Foundation: How does Grand Circle Foundation support your work?
Michael: The support of Grand Circle Foundation over the past couple of years has really been critically important for the success of the stingless beekeeping project with the Maijuna, because it’s allowed us to expand the project outward. We started the project with a pilot community, because we wanted to show proof of concept before we expanded it out. Over a two-year period, before GCF got involved, we had really good success with the pilot project, and the Maijuna bought into it, but we were struggling to find additional resources that would allow us to expand to the other communities. GCF support really allowed that to happen. I’m incredibly indebted and thankful to GCF for believing in us, believing in the Maijuna, and believing in the project.
Foundation: What is your vision for the future of OnePlanet?
Michael: My vision for the future of the organization is to continue to support the Maijuna in the most empowering way possible. My role is really listening to their needs, better understanding their vision, and helping them to achieve that vision. I think that, if we follow that guiding light, we’ll continue to achieve high-quality results.
Foundation: What do you enjoy doing when you’re not working?
Michael: I love being outdoors and spending time with my wife and four-year-old daughter.
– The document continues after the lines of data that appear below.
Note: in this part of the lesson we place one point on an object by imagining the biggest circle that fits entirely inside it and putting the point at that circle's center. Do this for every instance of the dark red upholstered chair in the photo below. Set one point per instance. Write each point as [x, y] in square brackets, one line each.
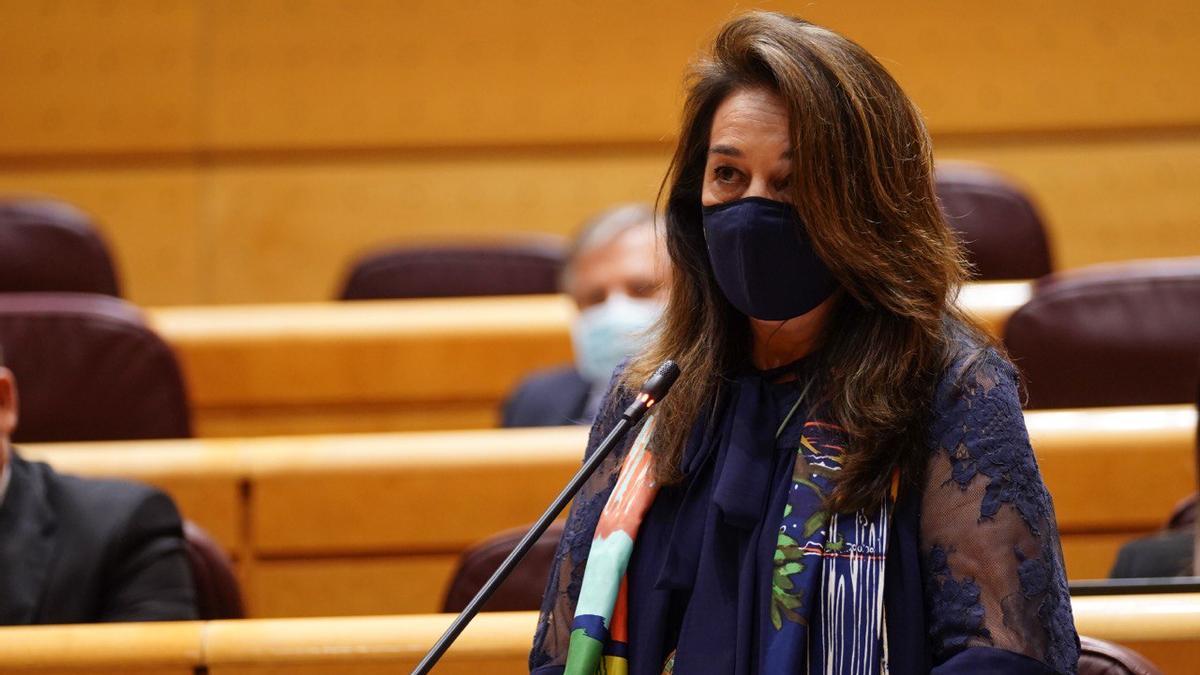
[51, 245]
[89, 369]
[1099, 657]
[522, 590]
[217, 593]
[997, 223]
[501, 268]
[1121, 334]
I try to get her outdoors as much as possible. I think some of the ills in our society are because people are so disconnected from their surroundings and the environment, so I strive to spend as much time outdoors as possible.
Tell us a little about yourself. Which do you prefer?
Chocolate or vanilla?
Chocolate, for sure.
Reading a book or seeing a movie?
Reading a book—I don’t watch movies.
Going for a hike or sitting by a fire?
Going for a hike any day—although I’m up for a good fire, too!
Talking or listening?
A little bit of both, though, with the work that I do, I’d have to say listening—listening to the Maijuna and what their needs and their desire and their vision are.
Dogs or cats?
Being interviewed or having a tooth pulled?
Being interviewed—I certainly don’t want to have a tooth pulled!